ALK has also been able to keep up with the EGFR story, and we now have several drugs that are approved. We have first-, second-, and third-generational ALK inhibitors. We are very excited with the lorlatinib (Lorbrena) data, which led to the approval of lorlatinib in the second-line setting.

The excitement comes down to the fact that these third-generation drugs penetrate the central nervous system (CNS) barrier, so we see very exciting data in response rates and a PFS benefit in the CNS. It is exciting because all of these drugs work in slightly different ways; they target different ALK resistance mutations.

ROS1 is a more infrequent genetic alteration, so studies have always suffered from [low] enrollment. The approval of crizotinib (Xalkori) in ROS1-positive patients was based on a study that had 40 or 50 patients, and then we got data for ceritinib (Zykadia) and lorlatinib. Although these drugs are not approved in ROS1-positive NSCLC, they are [included] in the National Comprehensive Cancer Network guidelines.
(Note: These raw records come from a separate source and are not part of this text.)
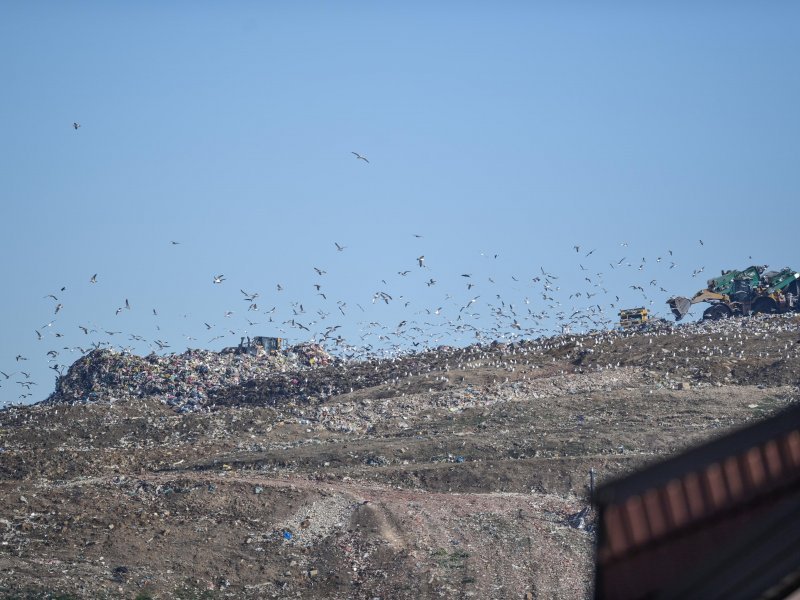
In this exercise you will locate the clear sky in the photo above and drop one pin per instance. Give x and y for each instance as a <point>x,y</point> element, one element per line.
<point>504,134</point>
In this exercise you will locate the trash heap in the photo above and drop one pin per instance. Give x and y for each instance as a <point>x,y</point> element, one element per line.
<point>187,382</point>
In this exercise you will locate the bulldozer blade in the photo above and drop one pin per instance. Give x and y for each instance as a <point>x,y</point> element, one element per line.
<point>680,306</point>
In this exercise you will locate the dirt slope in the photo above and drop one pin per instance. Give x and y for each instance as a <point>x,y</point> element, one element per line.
<point>460,473</point>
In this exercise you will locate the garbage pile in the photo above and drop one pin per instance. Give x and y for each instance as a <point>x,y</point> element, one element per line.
<point>187,382</point>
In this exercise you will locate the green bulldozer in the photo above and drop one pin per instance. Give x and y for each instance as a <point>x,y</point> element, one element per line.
<point>741,293</point>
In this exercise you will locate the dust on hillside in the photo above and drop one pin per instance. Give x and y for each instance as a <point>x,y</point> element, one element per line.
<point>455,473</point>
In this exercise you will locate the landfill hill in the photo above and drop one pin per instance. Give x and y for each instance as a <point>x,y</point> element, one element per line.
<point>450,473</point>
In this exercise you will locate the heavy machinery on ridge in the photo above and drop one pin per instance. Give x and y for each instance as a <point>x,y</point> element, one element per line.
<point>741,293</point>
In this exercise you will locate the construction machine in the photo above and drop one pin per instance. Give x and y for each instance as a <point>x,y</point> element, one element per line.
<point>751,291</point>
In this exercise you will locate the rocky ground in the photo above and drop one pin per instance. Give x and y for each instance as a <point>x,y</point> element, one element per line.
<point>455,473</point>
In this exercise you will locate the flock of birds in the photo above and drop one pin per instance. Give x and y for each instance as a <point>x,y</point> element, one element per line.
<point>481,314</point>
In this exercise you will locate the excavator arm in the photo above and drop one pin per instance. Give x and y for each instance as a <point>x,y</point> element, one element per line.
<point>680,305</point>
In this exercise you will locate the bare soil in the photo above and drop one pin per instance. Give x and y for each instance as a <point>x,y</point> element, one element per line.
<point>456,473</point>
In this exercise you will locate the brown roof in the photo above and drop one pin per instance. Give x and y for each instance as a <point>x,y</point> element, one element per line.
<point>669,530</point>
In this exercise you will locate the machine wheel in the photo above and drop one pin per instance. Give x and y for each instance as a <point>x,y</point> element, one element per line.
<point>766,306</point>
<point>716,312</point>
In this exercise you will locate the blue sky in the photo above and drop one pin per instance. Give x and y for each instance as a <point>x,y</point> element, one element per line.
<point>518,131</point>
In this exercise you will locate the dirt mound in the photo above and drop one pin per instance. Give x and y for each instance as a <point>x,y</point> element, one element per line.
<point>453,473</point>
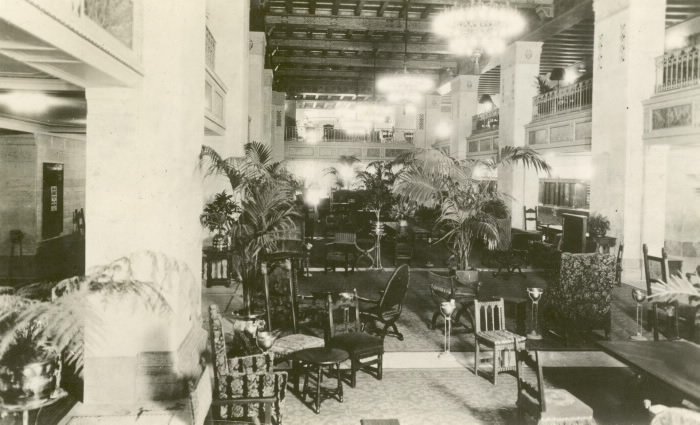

Is this a space that is becoming more difficult to determine the optimal sequence of therapies?

Yes, but that is why clinical trials are important to happen. There is a plethora of drugs and some of them might never be compared with one another, but the story lately has shown that a group of experts in this group of diseases—EGFR and ALK—has allowed these drugs to be used in a way that gives me excitement—that the sequencing in the future will happen in a much more sophisticated and intelligent way.

What research is being done at your institution that you would like to highlight?

We have an interest in vaccines, and we have been using a carbohydrate peptide mimotope, which is a new vaccine—a homegrown product at the University of Arkansas for Medical Sciences—that we are combining with immunotherapy. There is a lot of interest for combination immunotherapy studies either through checkpoint inhibitors or vaccines. In the past, vaccines haven’t been so successful, but in combination with immunotherapy, it is possible that it may have better results.